In the realm of autonomous driving technology, the debate persists between the camera-only approach and the multi-sensor fusion perception method, which integrates lidar. Currently, the majority of automakers opt for multi-sensor fusion perception solutions. These solutions amalgamate data from lidar, millimeter-wave radar, ultrasonic radar, and cameras to bolster the precision and safety of environmental perception.
However, Tesla has taken a different path, adhering to a camera-only solution. This approach relies exclusively on cameras and neural network algorithms to attain autonomous driving capabilities. Tesla contends that cameras present distinct advantages in terms of resolution, information volume, and dynamic response. Furthermore, they are more cost-effective compared to other sensor types. To achieve a comprehensive 360-degree view, Tesla deploys multiple cameras. These cameras, coupled with sophisticated algorithms, enable real-time identification and tracking of road targets. This, in turn, facilitates path planning and driving operations.

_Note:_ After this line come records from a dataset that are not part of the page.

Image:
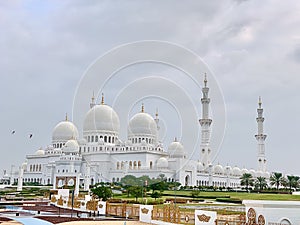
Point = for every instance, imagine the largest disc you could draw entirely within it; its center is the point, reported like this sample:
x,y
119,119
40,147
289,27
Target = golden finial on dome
x,y
143,109
102,100
93,97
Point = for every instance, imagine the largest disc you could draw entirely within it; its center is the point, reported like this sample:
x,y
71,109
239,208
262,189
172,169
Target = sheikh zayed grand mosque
x,y
100,156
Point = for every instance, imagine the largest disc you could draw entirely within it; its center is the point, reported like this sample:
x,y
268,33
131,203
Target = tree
x,y
277,179
261,183
103,192
247,180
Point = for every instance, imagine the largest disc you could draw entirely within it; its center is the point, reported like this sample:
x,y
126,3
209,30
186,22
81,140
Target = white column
x,y
87,178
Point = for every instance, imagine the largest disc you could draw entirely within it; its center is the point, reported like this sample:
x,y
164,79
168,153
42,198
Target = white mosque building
x,y
101,156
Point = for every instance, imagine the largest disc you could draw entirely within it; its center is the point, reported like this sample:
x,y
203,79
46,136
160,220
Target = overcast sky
x,y
252,48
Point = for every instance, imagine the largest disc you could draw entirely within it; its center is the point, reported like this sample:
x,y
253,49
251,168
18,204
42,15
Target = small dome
x,y
162,163
176,150
236,171
200,167
252,172
71,146
244,170
228,170
24,165
266,175
142,124
64,131
218,169
101,118
40,152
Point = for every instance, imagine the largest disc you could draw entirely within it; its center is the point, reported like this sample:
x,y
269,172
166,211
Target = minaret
x,y
205,123
261,137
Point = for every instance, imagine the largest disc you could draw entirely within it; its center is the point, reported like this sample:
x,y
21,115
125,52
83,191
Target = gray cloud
x,y
46,46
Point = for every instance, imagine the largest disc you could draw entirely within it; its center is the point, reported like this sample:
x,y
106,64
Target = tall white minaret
x,y
205,123
260,137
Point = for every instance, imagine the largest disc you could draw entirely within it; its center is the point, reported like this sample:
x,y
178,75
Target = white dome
x,y
176,149
162,163
200,167
40,152
236,172
266,175
142,124
71,146
244,170
228,170
252,172
218,169
101,118
259,174
64,131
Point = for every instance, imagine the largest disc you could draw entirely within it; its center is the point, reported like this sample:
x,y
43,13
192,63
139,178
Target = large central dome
x,y
101,118
142,124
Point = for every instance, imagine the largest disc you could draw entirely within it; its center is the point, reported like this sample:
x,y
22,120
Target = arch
x,y
135,165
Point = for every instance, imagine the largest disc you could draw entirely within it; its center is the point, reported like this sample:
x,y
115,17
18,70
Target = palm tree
x,y
261,183
247,180
293,182
277,179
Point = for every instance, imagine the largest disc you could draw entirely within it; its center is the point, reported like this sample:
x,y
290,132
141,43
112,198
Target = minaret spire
x,y
205,122
156,119
92,104
260,137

While multi-sensor fusion perception solutions demonstrate greater robustness in complex driving scenarios, Tesla maintains that the camera-only approach better aligns with actual driving requirements in terms of information richness and frame rate response. Additionally, with continuous algorithm optimization, Tesla anticipates that the performance of its camera-only system will keep enhancing. Looking ahead, it is plausible that the two approaches—camera-only and multi-sensor fusion—will converge and evolve, tailored to different application scenarios.